Surface Profile Estimation via Optical Coherence Tomography

Optical coherence tomography is a well-established volumetric imaging modality for translucent media. In this work, we explore using OCT for estimating the 3D profile of opaque surfaces. In particular, we develop methods based on the Maximum Likelihood Estimator for a surface depth, which yields high-quality reconstructions of micrometer-scale objects. This technology is of great interest for component inspection in factory automation processes.

Work with H. Mansour, P. Boufounos, P. Orlik, T. Koike-Akino, K. Parsons

Non-Line-of-Sight Imaging

The critical challenge of non-line-of-sight (NLOS) imaging is that diffuse reflections scatter light in all directions. The most effective existing methods use time-resolved acquisition to measure the transient response of a scene to a pulsed light source, but require large scanning large virtual apertures with many measurement points in order to perform reconstructions. 

We propose a method for seeing around corners that uses visible vertical edges to recover directional information, combined with transient measurements. Our method enables the imaging of large-scale scenes with a large field-of-view, despite a small scanning aperture and few measurement locations.

Work with Charles Saunders, Julián Tachella, John Murray-Bruce, Yoann Altmann, Jean-Yves Tourneret, Stephen McLaughlin, Robin Dawson, Franco Wong & Vivek Goyal

Dead-time effects in Single-photon Lidar

Single-photon detectors used in time-correlated single photon counting (e.g., for lidar, fluorescence lifetime imaging) have a dead time after each photon detection, which blocks registration of subsequent photons arriving within that dead time and causes a distortion of the detection time distribution. Our work enables fast data acquisition with dead time-limited detectors by deriving estimators that depend on accurately modeling detection time sequences as Markov chains.

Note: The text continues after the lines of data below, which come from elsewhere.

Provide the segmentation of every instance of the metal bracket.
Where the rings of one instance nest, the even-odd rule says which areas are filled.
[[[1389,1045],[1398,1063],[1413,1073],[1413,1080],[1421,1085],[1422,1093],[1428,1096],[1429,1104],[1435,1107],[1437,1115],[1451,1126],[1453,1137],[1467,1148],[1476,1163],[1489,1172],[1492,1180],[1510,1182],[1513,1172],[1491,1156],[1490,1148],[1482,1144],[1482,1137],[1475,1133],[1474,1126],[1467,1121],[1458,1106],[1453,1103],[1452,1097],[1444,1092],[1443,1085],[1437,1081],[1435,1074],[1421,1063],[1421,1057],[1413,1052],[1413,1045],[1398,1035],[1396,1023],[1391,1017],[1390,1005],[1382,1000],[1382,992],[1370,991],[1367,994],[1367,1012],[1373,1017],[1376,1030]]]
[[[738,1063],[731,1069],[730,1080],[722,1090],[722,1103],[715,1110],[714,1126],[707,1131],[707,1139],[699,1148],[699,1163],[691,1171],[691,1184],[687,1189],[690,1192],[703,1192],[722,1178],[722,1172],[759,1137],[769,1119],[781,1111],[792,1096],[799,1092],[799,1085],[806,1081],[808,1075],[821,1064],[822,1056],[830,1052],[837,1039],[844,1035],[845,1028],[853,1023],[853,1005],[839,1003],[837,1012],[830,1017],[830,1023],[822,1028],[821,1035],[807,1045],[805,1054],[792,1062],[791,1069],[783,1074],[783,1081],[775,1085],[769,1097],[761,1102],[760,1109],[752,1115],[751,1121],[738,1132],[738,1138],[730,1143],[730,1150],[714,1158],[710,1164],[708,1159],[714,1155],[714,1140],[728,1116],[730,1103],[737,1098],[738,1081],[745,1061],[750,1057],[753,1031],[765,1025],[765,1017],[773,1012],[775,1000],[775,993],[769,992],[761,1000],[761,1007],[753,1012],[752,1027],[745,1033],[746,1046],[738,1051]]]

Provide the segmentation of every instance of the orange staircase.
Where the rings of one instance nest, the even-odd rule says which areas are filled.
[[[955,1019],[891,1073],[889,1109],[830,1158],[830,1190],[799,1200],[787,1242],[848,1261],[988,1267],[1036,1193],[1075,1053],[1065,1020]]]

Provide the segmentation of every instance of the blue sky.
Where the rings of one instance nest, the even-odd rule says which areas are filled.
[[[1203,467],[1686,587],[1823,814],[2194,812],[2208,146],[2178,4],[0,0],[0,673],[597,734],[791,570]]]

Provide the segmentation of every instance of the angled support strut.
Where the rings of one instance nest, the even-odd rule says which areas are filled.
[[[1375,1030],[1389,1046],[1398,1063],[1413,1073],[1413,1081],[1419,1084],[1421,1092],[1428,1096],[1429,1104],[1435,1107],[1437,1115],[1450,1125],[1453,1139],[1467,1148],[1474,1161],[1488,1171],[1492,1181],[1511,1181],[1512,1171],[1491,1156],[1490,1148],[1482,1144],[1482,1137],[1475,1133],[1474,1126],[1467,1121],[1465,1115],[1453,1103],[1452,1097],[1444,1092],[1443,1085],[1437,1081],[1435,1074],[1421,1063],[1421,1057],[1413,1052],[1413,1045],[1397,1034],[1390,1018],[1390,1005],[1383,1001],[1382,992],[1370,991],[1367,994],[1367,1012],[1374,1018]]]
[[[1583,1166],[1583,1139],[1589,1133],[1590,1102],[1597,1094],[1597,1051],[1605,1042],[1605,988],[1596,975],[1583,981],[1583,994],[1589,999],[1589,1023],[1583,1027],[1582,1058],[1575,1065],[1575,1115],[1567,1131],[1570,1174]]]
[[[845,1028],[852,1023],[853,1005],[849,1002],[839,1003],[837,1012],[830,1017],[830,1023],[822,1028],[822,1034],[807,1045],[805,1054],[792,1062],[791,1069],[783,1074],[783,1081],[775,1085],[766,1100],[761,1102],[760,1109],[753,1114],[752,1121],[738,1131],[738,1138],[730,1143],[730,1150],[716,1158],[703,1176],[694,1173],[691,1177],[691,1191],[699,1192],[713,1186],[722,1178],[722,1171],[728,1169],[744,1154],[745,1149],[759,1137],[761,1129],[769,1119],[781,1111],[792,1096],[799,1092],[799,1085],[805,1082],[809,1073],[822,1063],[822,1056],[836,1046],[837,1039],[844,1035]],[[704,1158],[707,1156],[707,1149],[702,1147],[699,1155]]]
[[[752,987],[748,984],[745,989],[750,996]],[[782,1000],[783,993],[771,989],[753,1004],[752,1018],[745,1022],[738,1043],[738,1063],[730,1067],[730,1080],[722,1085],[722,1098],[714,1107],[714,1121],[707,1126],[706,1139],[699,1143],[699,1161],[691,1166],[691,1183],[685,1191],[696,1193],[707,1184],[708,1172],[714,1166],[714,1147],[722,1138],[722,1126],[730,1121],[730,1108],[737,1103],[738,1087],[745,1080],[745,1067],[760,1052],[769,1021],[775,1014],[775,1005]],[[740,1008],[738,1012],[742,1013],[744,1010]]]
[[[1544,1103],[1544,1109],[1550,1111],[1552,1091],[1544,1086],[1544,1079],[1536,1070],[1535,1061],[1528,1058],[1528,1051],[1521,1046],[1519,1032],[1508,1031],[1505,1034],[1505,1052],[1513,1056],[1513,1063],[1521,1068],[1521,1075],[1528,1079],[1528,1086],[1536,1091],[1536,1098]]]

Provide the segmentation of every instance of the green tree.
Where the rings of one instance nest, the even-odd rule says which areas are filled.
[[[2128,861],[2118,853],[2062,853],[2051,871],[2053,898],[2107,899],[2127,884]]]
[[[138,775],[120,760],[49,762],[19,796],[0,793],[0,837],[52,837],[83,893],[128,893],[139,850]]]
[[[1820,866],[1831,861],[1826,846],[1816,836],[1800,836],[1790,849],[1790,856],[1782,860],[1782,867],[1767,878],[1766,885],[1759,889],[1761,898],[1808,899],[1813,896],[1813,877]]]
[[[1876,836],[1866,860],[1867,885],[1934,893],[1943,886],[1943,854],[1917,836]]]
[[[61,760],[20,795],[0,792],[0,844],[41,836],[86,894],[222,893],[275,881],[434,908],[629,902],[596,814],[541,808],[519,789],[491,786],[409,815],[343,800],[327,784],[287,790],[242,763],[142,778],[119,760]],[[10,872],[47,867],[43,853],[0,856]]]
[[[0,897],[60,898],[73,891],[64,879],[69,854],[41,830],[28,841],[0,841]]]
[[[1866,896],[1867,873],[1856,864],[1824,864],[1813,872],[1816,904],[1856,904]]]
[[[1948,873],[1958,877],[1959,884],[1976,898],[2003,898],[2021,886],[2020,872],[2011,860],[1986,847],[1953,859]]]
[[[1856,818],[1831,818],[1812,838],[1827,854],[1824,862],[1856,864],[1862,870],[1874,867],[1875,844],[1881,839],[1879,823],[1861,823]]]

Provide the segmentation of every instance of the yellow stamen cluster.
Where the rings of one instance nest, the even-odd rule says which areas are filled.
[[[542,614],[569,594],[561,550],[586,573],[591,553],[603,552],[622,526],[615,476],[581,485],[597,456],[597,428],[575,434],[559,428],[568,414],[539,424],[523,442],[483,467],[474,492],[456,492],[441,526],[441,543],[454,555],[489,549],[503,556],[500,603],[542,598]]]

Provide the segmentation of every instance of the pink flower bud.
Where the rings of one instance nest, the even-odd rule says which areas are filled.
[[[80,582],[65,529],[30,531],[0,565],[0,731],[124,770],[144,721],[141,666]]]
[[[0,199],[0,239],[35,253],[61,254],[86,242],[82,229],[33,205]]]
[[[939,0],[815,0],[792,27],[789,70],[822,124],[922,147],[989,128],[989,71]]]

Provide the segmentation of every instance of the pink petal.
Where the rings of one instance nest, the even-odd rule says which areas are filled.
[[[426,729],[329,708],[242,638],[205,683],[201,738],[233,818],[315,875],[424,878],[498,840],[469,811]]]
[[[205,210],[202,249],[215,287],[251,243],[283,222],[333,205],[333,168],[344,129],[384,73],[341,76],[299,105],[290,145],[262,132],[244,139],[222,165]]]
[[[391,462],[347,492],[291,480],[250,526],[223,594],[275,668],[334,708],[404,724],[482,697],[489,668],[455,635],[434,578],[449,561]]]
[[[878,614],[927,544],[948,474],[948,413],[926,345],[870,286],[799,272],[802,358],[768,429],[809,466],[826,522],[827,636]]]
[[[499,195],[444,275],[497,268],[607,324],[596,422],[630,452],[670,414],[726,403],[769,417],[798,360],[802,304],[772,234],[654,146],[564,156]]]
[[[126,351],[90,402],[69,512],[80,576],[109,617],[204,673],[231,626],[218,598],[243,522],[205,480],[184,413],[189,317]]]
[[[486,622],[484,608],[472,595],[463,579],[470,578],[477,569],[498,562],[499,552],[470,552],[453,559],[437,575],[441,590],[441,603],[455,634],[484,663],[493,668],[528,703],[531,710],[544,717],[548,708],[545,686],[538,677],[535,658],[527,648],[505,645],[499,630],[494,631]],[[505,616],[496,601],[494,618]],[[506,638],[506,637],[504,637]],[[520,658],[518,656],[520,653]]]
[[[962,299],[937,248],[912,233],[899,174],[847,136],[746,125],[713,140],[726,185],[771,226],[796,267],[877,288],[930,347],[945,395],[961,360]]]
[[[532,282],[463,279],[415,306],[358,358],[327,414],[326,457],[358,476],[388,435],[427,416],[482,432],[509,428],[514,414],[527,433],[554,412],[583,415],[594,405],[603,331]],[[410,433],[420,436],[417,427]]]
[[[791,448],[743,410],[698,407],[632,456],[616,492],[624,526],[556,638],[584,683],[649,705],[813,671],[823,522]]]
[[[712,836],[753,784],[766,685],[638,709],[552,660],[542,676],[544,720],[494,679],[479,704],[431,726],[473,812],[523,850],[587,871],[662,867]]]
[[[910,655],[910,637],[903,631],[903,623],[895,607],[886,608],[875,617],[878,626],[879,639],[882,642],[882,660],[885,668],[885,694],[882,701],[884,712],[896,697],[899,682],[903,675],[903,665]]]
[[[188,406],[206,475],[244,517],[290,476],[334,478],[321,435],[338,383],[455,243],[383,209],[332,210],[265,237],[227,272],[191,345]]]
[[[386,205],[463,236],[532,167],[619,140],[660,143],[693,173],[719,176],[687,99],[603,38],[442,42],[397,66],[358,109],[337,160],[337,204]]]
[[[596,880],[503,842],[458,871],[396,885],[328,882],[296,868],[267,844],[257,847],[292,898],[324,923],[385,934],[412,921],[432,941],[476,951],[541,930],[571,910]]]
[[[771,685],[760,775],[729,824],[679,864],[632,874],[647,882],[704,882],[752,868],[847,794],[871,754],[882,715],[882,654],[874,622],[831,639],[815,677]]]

Work with Yanting Ma, Robin Dawson & Vivek Goyal

Dithered depth measurement

In single photon detection systems (especially SPAD arrays) that have time bins longer than typical laser pulse durations, the resulting measurement errors are dominated by quantization. Our work proposes an optical time-of-flight system that uses subtractive dither to improve image depth resolution and investigates how modeling the measurement noise with a generalized Gaussian distribution can further improve estimation error.

Work with Robin Dawson & Vivek Goyal

Robust single-photon lidar

Recent photon-efficient computational imaging methods are remarkably effective with as little as 1 detected photon per pixel, but they are not demonstrated at signal-to-background ratio (SBR) below 1.0 because their imaging accuracies degrade significantly in the presence of high background noise. We introduce a new approach to depth and reflectivity estimation that emphasizes the unmixing of contributions from signal and noise sources and has defined the state-of-the-art performance for SBR as low as 1/25.